This blog entry is about the story of how I figured this out with the help of a friend, and information will be mainly presented this way. It covers very advanced topics within C# and the .NET runtime, so be sure to have Google ready for any unrecognized terms.
The research this article is about took a week in May 2020 in a Discord channel filled with an obscene amount of theories and swear words over this. My good friend ghorsington had helped significantly with this work.
I maintain and co-own a project on GitHub named BepInEx, which has a main goal of adding modding capability to C# based games (either not having a modding system already, or to extend a limited system).
A general design goal we have is to not modify any existing game assemblies, or files in general. Not only does this make us immune to game updates and file integrity checks, we can also edit assemblies at runtime with Mono.Cecil before loading them into the CLR.
We already have a system to do this within Unity games, however with BepInEx v6.0 we had branched out into pure C# games and executables (such as games built with XNA, FNA or MonoGame).
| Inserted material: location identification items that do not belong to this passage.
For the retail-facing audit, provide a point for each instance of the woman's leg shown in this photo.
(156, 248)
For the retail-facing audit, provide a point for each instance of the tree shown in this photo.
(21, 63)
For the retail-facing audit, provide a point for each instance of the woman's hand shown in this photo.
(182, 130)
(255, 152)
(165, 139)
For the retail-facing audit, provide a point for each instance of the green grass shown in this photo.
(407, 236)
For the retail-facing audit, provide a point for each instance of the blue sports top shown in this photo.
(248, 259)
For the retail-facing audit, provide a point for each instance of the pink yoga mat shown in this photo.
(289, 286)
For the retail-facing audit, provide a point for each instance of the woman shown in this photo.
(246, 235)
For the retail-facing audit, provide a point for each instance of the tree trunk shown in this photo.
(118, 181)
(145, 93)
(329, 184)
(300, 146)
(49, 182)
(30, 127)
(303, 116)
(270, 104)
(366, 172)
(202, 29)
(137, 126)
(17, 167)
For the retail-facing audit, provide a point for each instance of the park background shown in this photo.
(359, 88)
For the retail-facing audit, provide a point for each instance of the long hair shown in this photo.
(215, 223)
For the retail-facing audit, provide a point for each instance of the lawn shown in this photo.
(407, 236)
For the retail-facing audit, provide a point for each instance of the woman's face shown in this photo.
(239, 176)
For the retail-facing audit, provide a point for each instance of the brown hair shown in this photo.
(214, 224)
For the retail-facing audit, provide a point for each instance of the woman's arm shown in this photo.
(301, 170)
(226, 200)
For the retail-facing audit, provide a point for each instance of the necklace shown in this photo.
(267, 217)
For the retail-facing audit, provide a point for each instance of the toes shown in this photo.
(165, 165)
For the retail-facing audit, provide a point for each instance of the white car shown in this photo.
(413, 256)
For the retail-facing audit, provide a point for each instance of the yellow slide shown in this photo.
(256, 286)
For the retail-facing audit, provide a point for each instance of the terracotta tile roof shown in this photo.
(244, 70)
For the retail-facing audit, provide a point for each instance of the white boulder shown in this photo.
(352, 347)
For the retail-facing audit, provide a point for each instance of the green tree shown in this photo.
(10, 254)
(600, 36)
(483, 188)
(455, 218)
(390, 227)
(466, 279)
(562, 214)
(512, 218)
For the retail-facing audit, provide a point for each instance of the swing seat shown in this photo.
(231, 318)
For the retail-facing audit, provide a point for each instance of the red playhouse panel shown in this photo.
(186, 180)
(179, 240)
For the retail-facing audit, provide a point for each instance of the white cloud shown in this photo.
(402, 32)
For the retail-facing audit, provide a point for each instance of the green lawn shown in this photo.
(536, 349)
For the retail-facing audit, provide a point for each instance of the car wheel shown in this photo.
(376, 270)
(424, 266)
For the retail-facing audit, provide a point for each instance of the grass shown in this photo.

We had two goals we needed to accomplish to get a similar system working for pure C# executables:
The libary we use for doing this in Unity is named UnityDoorstop. The concept behind it is simple to anyone who has dabbled in executable hooking, but I'll go over how it works in a very simplified way.
Every native .exe file has a list of .dll files that it requires to be able to load functions from them. This is called an Import Address Table (IAT), and it sits in the header of the executable. If the executable wants to load a function from a .dll file, it uses this to check which .dll file it needs to load to get that function.
Instead of knowing in advance where to find a certain .dll file, Windows will search a list of folders to find a requested .dll file.
The most interesting item in that list is that "The directory from which the application loaded" is the very first directory that is checked, even before System32 or any core Windows directories.
For example, the Unity player executable relies on a function from winhttp.dll
. UnityDoorstop pretends to be winhttp.dll
, redirecting any library calls to the original .dll. When a .dll file is loaded by the system or with LoadLibrary
/LoadLibraryEx
, it will execute an entrypoint function if it exists.
Putting all these puzzle pieces together, by pure virtue of having a system .dll in the same folder as the executable you're trying to trick, you can get Windows to execute your custom entrypoint code for you.
This is recognized as an entrypoint for malware, as it can allow code to execute in places it shouldn't. On a similar note, if you've ever used a DirectX9 fix on a game in Windows 10 or used hacks in a game, you may have been asked to place a file called d3d9.dll
in the same folder as the game. This is the reason why it works as it does.
Naturally we had attempted to use a similar entrypoint for .NET executables. All .NET executables have mscoree.dll
as the only item in their IAT tables, so surely we could use a similar system for all .NET executables right?
Unfortunately, the answer is not at all. Turns out this is just a formality from .NET 1.0 and 1.1 days, and since Windows XP this will not work:
However, starting with Windows XP, the operating system loader knows natively how to deal with .NET assemblies, rendering most of this legacy code & structure unnecessary. It still is part of the spec, and so is part of every .NET assembly.
In case you didn't understand that, Windows itself will recognize if an .exe file is a .NET Framework executable and will use specialized code to load & run it. The IAT table is not even checked.1
Another solution is needed.
In .NET Framework, there exists the concept of a binding redirect. The primary use of a binding redirect is to tell the runtime to use a certain version of a .dll file (for example, if you want to use a .NET Framework 4.0 version of a .dll file instead of the latest version).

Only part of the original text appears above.